The simultaneous perturbation of control targets inhibited proliferation of three colorectal cancer cells in vitro and in vivo. A) The growth curves of colorectal cancer cells (HCT‐116, CACO‐2, and HT‐29) after knockdown of control targets (top). Cell growth rate was analyzed by IncuCyte. Representative images of crystal violet staining of cells (bottom). Data are presented as the mean ± SEM; n = 3 replicates (two tailed t‐test: **p < 0.01; ***p < 0.001).
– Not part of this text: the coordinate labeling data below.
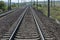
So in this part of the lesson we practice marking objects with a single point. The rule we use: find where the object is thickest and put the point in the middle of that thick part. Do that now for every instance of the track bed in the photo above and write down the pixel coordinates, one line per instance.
(28, 29)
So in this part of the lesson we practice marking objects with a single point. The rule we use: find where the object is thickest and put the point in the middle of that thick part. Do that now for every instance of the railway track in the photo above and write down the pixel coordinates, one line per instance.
(27, 28)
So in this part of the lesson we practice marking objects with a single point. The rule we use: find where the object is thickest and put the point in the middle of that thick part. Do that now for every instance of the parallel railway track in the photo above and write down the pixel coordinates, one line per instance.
(26, 28)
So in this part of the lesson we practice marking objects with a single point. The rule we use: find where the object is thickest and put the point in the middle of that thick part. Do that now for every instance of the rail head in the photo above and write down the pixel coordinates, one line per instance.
(17, 26)
(7, 13)
(40, 32)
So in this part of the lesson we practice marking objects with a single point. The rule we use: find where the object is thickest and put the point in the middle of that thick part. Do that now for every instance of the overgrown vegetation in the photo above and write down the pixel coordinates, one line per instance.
(3, 6)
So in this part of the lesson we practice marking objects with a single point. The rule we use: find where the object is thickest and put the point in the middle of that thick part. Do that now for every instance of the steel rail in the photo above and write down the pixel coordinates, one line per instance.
(1, 15)
(17, 26)
(40, 32)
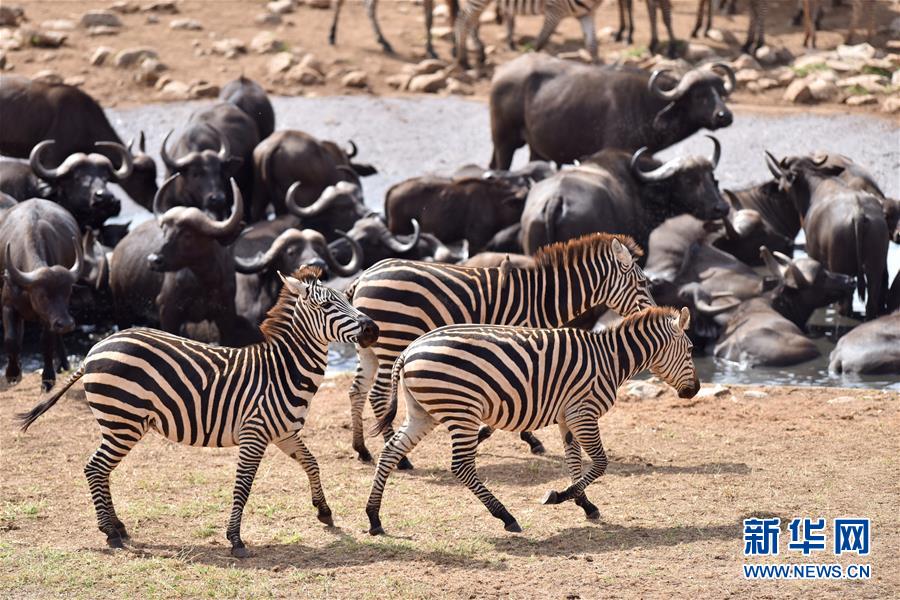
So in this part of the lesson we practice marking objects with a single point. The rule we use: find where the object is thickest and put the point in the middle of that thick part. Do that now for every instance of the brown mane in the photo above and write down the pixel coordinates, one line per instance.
(564, 253)
(286, 298)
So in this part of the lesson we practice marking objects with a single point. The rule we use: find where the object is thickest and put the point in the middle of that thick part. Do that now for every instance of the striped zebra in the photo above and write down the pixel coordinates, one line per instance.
(407, 299)
(210, 396)
(520, 379)
(554, 11)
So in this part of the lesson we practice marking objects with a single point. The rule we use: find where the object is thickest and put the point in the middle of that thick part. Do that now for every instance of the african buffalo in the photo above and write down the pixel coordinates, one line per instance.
(873, 347)
(845, 228)
(34, 111)
(41, 261)
(289, 156)
(565, 111)
(615, 192)
(472, 209)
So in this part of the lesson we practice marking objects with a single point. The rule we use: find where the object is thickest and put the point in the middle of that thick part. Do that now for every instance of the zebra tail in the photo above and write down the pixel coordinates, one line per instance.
(26, 419)
(388, 418)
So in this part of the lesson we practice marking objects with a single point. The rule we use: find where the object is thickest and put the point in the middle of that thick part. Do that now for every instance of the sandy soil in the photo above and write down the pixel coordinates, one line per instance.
(683, 475)
(186, 53)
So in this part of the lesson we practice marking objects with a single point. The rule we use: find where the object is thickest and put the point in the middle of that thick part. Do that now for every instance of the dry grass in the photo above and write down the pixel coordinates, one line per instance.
(682, 476)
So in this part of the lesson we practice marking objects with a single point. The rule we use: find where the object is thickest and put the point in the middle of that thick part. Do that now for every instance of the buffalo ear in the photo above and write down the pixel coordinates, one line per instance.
(622, 254)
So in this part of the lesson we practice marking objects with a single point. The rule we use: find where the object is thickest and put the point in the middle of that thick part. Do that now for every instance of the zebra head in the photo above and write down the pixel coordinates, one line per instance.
(325, 313)
(673, 361)
(626, 289)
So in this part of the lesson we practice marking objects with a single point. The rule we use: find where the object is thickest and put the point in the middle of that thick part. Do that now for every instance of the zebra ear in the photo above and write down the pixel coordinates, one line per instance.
(622, 254)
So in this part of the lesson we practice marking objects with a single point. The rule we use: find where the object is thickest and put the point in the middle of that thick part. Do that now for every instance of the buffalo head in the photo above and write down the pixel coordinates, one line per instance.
(48, 289)
(690, 183)
(698, 98)
(80, 183)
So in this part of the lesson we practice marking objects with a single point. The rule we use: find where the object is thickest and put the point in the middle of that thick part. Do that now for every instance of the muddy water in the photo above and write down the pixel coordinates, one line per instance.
(407, 137)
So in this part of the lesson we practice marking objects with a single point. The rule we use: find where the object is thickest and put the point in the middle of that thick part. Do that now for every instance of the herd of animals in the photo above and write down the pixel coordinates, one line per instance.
(473, 298)
(466, 24)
B–D) HCT‐116, CACO‐2, and HT‐29 were injected to female athymic nude mice (Foxn1^nu/nu) and proliferation of cancer cells was observed in tumor‐bearing mice. Changes in the volume of three colorectal tumors 23 days after tumor injection (B). Photographs of tumors resected after sacrifice on day 23 (C). Tumor weight of a resected tumor (D). Data are presented as the mean ± SEM; n = 5 measurements (two tailed t‐test: ***p < 0.001).

Figure 6

Suppression of control targets reverts three colorectal cancer cells into normal‐like enterocytes by inactivating MYC and WNT pathways. A) Protein and mRNA expression levels of MYB, HDAC2, and FOXA2 in HCT‐116, CACO‐2, and HT‐29 cells (Three colorectal cancer cells with scramble knockdown, C; three colorectal cancer cells with simultaneous MYB, HDAC2, and FOXA2 knockdown, KD). B) Scatter plot on the upper layer shows the transcriptome data from three colorectal cancer cells and their respective reverted cells in three colors (Green, HCT‐116; Orange, CACO‐2; Purple, HT‐29). Scatter plot on the lower layer shows the transcriptome data from TCGA colorectal cancer (red) and their adjacent normal (blue), along with the gradient color of the background representing a support vector machine score for TCGA colon cancer expression. The x‐ and y‐axes represent normal colon cell and embryonic stem cell signature scores, respectively. C) Enrichment plot shows that the normalized enrichment scores (NESs) of normal enterocyte signature were increased by simultaneous knockdown of the control targets for three colon cancer cells (top). Box plot displays results of gene ontology analysis using genes up‐regulated by the simultaneous knockdown of the control targets. The up‐regulated genes are associated with the normal colon signatures (bottom). D) Protein abundances were monitored by western blotting analysis of the representative genes of colonic enterocytes (KRT19, KRT20, and VDR). E) Enrichment plots illustrate that the NESs of MYC (top) and WNT (bottom) signatures were decreased by the simultaneous knockdown of the control targets for three colon cancer cells. F) Protein abundances were monitored by western blotting analysis of the representative genes of MYC and WNT pathways (TCF1, MYC, and β‐catenin). Transcript quantification by qRT‐PCR is presented relative to that in the scramble shRNA condition. GAPDH was used as a loading control. Data are presented as the mean ± SEM; n ≥ 3 measurements (two‐tailed t‐test: *p < 0.05, **p < 0.01, ***p < 0.001).